Fire Chief

Phoenix Replaces Fuel-Farm Station with Greener Alternative

The Phoenix Fire Department’s newest station, Fire Station No. 59, is a four-bay, 15,500-square-foot facility that currently is on track to earn LEED- Platinum certification. The new green station is co-located with a 6,000-square-foot apparatus storage building on a 3-acre site.

Station No. 59’s was built to replace old the Station No. 34, which was located on a very large fuel farm. Site circulation and visitor and staff parking for the two separate buildings posed a sustainability challenge, but this was solved using pervious paver techniques.

Father and son architects Larry Enyart, FAIA, LEED AP, and Lance Enyart, AIA, LEED AP, of LEA Architects worked with Deputy Chief Ken Leake to design Fire Station No. 59, which was toured during last month’s Station Style Conference.

Click here for a virtual tour.

The visionary project has received significant praise from the city’s engineering and fire departments for its high value, low cost and sustainability. Included among the green initiatives are solar collectors, which are used for photovoltaics and water-heating in the parking structures and the living quarters. Double-sided photovoltaic modules are located outside the kitchen over the patio, which serves as a shade canopy.

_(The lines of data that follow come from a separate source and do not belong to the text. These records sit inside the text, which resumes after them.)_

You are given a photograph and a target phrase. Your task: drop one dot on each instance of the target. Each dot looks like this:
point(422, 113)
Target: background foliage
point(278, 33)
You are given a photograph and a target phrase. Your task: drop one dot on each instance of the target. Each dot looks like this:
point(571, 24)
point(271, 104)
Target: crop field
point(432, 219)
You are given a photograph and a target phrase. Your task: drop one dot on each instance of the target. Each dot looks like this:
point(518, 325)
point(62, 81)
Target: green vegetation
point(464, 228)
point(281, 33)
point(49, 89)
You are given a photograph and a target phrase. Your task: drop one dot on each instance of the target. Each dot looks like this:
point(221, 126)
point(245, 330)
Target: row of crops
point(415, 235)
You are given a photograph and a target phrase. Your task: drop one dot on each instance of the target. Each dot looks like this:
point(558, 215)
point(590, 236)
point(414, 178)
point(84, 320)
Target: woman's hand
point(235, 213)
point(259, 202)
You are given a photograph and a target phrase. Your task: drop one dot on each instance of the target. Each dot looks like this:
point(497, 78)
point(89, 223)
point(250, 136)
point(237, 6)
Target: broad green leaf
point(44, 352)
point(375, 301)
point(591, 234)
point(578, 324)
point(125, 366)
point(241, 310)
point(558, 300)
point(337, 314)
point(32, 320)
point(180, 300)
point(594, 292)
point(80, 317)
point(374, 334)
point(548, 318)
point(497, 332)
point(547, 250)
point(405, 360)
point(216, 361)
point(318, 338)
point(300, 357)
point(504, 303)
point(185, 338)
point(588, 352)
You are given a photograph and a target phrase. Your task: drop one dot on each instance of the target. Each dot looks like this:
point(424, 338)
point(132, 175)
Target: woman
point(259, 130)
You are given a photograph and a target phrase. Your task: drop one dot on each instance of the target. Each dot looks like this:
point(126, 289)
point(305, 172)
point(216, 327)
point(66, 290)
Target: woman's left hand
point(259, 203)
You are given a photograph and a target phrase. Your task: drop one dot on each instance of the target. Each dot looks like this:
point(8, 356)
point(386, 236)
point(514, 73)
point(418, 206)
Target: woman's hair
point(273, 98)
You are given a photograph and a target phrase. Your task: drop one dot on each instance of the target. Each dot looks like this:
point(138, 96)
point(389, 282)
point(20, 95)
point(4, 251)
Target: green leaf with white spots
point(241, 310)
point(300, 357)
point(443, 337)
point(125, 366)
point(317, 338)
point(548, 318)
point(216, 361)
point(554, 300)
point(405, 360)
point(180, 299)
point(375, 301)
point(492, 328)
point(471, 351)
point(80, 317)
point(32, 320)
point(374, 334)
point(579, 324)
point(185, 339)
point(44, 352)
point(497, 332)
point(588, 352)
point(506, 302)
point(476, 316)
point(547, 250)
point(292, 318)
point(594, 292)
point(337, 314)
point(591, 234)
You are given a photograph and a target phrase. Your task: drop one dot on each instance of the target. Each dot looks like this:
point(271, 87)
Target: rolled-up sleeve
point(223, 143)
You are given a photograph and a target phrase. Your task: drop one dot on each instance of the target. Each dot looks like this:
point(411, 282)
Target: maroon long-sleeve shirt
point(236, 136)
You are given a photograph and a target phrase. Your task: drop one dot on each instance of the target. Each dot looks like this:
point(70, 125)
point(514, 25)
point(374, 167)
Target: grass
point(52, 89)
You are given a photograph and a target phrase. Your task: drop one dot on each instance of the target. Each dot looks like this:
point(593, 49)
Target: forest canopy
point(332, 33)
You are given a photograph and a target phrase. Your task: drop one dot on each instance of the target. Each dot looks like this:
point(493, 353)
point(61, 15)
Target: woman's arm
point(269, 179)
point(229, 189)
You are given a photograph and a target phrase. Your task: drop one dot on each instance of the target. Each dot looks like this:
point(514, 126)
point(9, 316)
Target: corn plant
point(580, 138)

The architecture responds to the desert environment and surrounding industrial complex by using natural materials like ground concrete floors, locally manufactured ground-face high R value Integra insulated masonry units, and steel and perforated metal to provide screeing from the sun. Recyclable materials also are used throughout the station.

Rapid-opening bi-fold doors ensure optimum response times. The cylindrical form of the physical fitness room metaphorically speaks of the station’s primary mission requirement to protect the surrounding fuel-farm tank structures. The exterior is clad with insulated metal wall paneling with translucent glass fin fenestration representing tank ladders. Colored ground-concrete floors complete with PFD logo cast in the floor work together with the High R Value post-tensioned masonry wall systems to provide attractive-yet-functional floors at a minimum cost.  The inherent value of locally manufactured masonry used in the interiors helps with thermal mass, durability, energy conservation, and acoustical attenuation for the significant noise challenges.